Despite their late arrival the family had been understanding. “We do have very strong public support,” he said, his words almost drowned out by a cacophony of encouraging honks from passing motorists.

Several of the striking paramedics suggested shortages and underfunding elsewhere in the NHS were putting the ambulance service under strain. Craig, a 30-year-old paramedic who did not wish to give his full name, said he and his colleagues’ “main frustration is the largest proportion of our work isn’t emergency ambulance work and unfortunately that means we are tied up when genuine emergencies come in”.

“There is obviously a strain on GP services and they haven’t got the capacity to do what they are there to do and that results in us picking up their slack,” he said.

On the picket line in Manchester, 60-year-old Alun Roberts, who has been a paramedic in the north-west for 27 years, agreed that strains in primary care had driven pressures on to emergency departments “and they can’t cope — and neither can we”, he added.

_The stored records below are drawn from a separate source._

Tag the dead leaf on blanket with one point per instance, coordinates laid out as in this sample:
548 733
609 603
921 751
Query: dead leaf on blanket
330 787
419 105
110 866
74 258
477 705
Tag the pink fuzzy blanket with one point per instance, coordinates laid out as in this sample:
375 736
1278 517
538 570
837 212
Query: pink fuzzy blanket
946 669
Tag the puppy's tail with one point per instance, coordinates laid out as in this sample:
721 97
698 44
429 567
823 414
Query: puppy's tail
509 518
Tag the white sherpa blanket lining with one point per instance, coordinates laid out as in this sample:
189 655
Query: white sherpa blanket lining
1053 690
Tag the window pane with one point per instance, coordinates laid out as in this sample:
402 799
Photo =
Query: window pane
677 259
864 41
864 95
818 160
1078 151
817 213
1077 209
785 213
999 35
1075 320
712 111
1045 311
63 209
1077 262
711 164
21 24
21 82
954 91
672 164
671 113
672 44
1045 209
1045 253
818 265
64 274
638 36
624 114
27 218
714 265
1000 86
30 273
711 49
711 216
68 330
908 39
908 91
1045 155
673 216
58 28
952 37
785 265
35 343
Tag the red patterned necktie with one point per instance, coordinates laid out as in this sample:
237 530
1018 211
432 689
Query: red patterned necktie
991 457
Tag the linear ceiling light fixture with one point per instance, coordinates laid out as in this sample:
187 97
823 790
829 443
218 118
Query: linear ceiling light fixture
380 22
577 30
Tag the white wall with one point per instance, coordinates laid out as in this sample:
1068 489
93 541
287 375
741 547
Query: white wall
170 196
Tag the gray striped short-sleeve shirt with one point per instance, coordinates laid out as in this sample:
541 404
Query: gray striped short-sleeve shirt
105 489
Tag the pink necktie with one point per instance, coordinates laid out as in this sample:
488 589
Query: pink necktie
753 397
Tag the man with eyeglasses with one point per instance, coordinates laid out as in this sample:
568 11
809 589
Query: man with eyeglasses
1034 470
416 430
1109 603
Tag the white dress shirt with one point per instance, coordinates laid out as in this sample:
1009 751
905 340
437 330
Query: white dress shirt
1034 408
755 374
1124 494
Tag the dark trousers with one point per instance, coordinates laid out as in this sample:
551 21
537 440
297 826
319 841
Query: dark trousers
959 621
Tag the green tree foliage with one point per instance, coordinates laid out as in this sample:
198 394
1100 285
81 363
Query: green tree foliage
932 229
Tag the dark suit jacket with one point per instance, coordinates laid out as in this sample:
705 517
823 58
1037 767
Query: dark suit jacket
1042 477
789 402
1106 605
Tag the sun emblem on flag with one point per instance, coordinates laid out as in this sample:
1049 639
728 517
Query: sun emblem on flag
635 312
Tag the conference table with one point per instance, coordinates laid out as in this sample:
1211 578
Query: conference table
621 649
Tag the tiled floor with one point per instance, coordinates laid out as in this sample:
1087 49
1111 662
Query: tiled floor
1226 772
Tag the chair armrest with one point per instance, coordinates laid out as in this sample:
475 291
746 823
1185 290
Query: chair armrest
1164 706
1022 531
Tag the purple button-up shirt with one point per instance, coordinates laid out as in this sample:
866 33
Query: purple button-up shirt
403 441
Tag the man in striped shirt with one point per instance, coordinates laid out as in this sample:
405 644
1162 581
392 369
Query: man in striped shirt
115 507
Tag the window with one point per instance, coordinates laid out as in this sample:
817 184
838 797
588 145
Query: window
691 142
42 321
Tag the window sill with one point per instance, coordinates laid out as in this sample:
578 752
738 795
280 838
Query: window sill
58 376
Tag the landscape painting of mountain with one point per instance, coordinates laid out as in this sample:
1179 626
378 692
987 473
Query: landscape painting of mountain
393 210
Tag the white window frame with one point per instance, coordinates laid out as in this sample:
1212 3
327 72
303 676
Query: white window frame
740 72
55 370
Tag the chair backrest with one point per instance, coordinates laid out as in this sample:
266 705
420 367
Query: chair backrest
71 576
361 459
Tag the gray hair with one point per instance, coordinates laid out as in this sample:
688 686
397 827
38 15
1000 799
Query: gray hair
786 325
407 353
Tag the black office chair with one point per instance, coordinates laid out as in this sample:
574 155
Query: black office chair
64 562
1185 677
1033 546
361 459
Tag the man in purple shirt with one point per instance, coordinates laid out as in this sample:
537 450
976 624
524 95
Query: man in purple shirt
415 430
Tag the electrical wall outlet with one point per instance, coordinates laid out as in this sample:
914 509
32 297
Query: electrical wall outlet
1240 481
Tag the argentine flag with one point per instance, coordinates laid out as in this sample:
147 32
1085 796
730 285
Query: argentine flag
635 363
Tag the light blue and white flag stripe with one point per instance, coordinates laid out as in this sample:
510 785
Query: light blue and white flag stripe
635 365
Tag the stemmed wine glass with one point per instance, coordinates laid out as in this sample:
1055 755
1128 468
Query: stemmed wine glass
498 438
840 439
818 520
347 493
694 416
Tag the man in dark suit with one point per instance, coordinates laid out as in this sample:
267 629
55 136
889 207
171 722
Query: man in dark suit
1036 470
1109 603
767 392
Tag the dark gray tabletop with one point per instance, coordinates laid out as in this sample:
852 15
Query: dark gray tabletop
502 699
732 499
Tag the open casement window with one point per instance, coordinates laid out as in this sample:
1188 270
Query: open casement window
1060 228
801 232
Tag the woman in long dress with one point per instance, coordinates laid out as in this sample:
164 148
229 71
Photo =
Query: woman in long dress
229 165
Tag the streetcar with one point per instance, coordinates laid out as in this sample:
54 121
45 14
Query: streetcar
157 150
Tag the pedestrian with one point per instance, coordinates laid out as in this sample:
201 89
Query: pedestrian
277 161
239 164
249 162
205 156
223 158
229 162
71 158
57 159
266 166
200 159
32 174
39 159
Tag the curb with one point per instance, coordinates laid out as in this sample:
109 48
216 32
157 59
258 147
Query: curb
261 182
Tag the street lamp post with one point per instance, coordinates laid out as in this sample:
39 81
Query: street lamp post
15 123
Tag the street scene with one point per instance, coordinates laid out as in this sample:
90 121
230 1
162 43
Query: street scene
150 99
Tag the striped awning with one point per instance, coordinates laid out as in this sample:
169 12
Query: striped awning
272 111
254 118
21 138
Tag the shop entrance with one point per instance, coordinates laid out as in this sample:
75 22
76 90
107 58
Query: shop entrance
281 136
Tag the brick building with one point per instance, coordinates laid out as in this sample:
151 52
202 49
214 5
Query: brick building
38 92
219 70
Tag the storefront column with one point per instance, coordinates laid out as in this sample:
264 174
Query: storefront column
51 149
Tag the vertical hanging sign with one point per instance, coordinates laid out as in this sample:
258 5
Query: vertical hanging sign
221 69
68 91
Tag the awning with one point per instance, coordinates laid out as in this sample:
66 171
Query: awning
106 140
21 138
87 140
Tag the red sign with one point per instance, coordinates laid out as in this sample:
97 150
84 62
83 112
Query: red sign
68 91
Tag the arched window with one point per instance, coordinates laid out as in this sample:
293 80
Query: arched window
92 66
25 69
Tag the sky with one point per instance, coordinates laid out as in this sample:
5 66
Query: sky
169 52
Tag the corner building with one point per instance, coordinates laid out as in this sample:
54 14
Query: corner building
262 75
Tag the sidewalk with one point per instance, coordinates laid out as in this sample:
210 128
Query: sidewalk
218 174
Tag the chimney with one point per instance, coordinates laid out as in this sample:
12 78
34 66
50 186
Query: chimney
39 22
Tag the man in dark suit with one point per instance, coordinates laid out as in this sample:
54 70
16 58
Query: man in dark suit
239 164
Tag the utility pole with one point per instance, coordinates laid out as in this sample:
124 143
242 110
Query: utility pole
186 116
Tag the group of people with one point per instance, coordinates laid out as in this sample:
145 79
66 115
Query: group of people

Alun Roberts on the picket line in Manchester © Jon Super/FT

The way in which strains in one part of the NHS are reverberating across the entire health service is well understood by family doctors. Dr Zahid Chauhan, a GP in Oldham and clinical lead for Greater Manchester Urgent Primary Care Alliance, said strikes and workforce and system pressures were “all part of the same issue”.

“We need to look at the totality of the issues — and unless we do that, with a long-term plan, it won’t get resolved. You’re looking at a five- to 10-year plan to recover from the current situation and that needs to be communicated to the public,” he added.